But the series' latest iteration sticks to the basic formula while thoroughly changing everything else. Beyond Earth sees you trying to establish a new colony on a hostile planet that, when you land, you do not fully understand. As a seasoned Civilization player, I dove into the game expecting to pick up its mechanics quickly. Before long, hostile aliens overran me and my burgeoning population was shrinking from living in desperately unhealthy conditions. Suitably chastened, I knocked the difficulty level down a few settings and tried again.

Beyond Earth is the second attempt by Firaxis Games (the developers behind the Civilization series) to set an adventure in an alien planet in the future. 1999's Alpha Centauri, a follow-up to Civilization II, was well received but sold poorly compared to its progenitor. The problem seemed not to be the game itself, which was beautifully designed, but the concept. When you're playing Civilization, the historical gains you make seem tactile and easy to understand—you'll discover horseback riding, the wheel, philosophy, gunpowder, and so on. The arc of history is easy to follow, and randomizing the circumstances of humanity's progress leads to engrossingly goofy outcomes: Vikings developing the Manhattan Project, or the Polynesian empire founding Judaism. In Alpha Centauri you're discovering Quantum Machinery and Graviton Theory—sci-fi abstractions. Not as fun.

Take 2 Games

Beyond Earth turns this problem into a feature by exploring the ethical quandaries that come with colonizing an alien planet. There are three broad paths to choose from: trying to work alongside and intermingle with the alien life forms you discover (harmony), purging them entirely to create a new Earth (purity), or embracing technology to become trans-human cybernetic beings (supremacy). Each offers its own perks and downsides, but beyond that, gives you a story arc to pursue to make your progress that much more understandable.
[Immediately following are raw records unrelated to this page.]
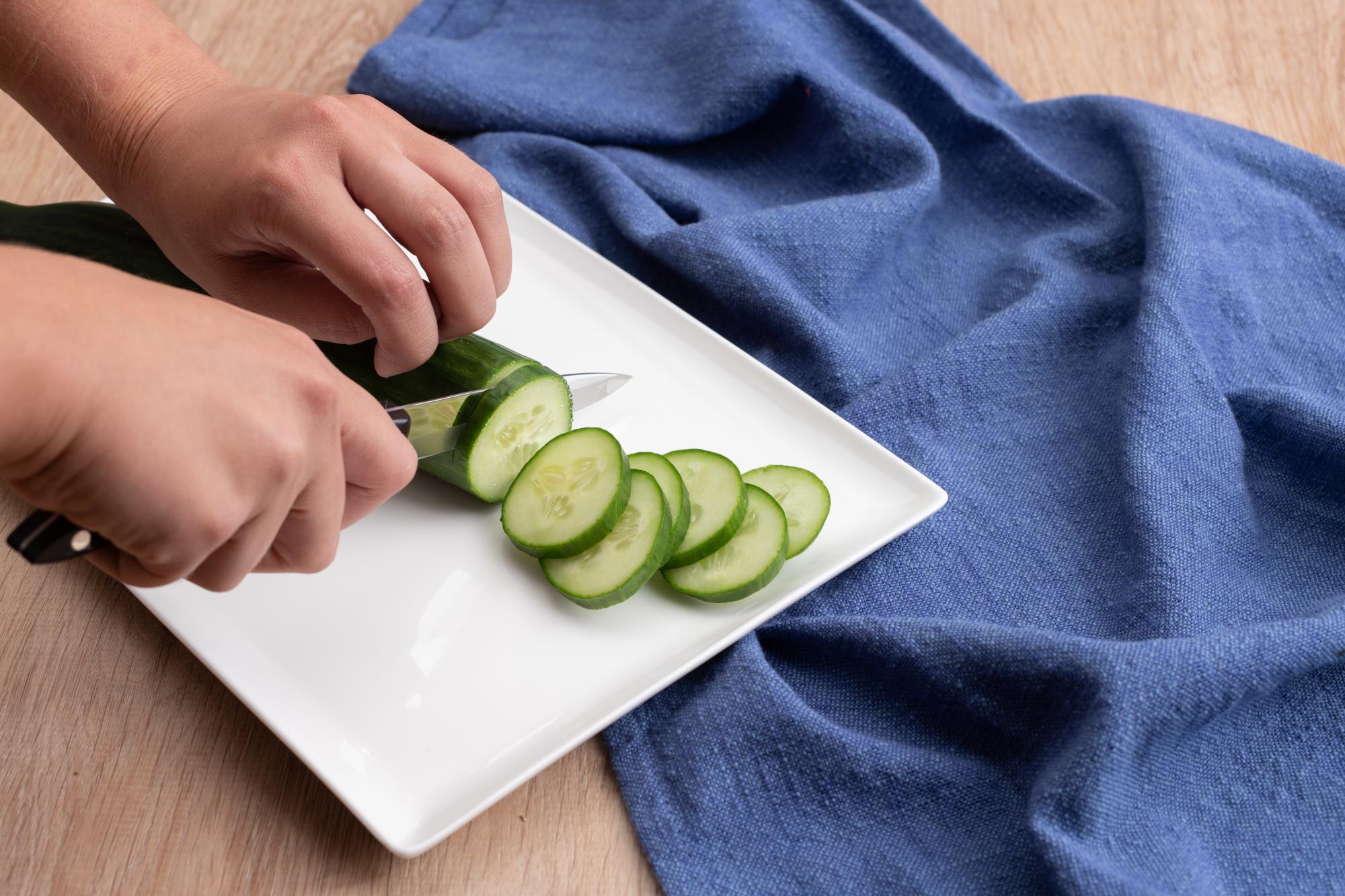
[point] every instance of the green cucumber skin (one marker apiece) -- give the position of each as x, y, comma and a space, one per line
796, 552
757, 584
107, 235
93, 231
641, 576
458, 365
455, 466
720, 538
684, 520
591, 536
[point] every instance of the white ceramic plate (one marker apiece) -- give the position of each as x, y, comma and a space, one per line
431, 670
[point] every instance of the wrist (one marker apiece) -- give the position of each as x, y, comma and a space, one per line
38, 417
99, 75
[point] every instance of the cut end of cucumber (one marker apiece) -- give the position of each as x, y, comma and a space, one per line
570, 495
747, 564
718, 502
619, 565
804, 498
517, 430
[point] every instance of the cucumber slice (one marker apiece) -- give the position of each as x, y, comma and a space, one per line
501, 431
617, 567
718, 502
804, 498
744, 565
675, 493
505, 428
570, 495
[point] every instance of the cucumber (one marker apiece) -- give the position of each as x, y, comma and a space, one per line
718, 501
675, 493
500, 430
505, 428
570, 495
744, 565
458, 365
617, 567
804, 498
93, 231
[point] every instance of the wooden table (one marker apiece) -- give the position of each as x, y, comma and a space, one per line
126, 766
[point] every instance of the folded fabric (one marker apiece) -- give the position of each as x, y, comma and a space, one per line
1116, 335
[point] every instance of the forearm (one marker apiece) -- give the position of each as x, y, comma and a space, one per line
38, 357
98, 75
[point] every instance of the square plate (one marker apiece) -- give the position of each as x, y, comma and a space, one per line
431, 670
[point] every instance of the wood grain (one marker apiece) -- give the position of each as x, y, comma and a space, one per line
127, 767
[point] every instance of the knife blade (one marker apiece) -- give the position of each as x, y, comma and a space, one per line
46, 537
430, 424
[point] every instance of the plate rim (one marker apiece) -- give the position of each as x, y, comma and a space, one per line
422, 841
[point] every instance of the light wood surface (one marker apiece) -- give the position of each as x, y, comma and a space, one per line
127, 767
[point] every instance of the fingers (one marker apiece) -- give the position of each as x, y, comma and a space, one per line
379, 459
307, 538
368, 267
301, 296
430, 221
475, 190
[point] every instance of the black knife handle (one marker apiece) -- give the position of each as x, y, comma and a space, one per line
48, 537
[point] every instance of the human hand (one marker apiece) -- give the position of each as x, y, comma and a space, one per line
259, 197
204, 440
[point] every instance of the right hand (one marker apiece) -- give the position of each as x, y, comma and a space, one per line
202, 440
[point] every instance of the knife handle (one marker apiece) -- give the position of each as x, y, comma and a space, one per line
48, 537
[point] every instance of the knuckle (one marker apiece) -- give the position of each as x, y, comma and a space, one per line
473, 317
317, 556
282, 178
348, 327
318, 395
365, 101
216, 528
283, 459
325, 111
167, 561
484, 189
397, 283
445, 228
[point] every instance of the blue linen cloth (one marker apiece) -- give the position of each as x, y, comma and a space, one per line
1114, 333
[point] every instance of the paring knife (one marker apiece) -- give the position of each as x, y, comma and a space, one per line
48, 537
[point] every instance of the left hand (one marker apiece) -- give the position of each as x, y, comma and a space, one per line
259, 197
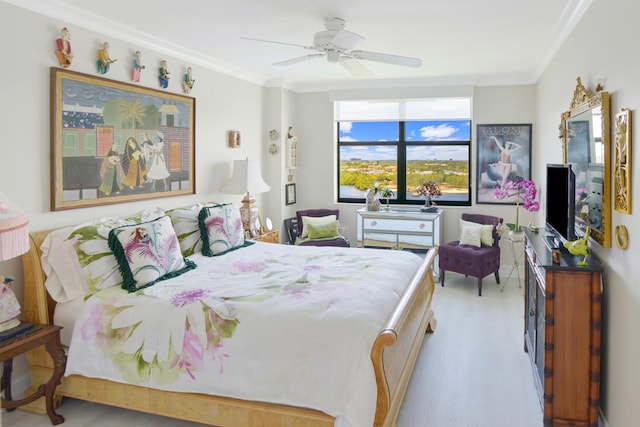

Early on in my game, I decided to devote myself to a harmonious existence with the planet's life, which eventually let me breed hybrid alien warriors and draw special powers from its extra-terrestrial resources. Diplomacy with other nations became more compelling—there was a holiness to my mission, and something tangible to our disagreements. Whether this would be as compelling on the fifth or 10th re-play is less assured—part of the fun of Civilization is that it's endlessly different every time you play, but I'm not sure the same would go for Beyond Earth.

Still, I've been satisfied enough to fire up Beyond Earth almost every day since I got it. No matter how much the Civilization window dressing changes, the mechanics are the same ones that hooked 11-year-old me raptly watching cartoon soldiers move around a pixilated map in my friend's bedroom. The magic of watching a world's history unfold in front of you, even an alien world, is inextinguishable.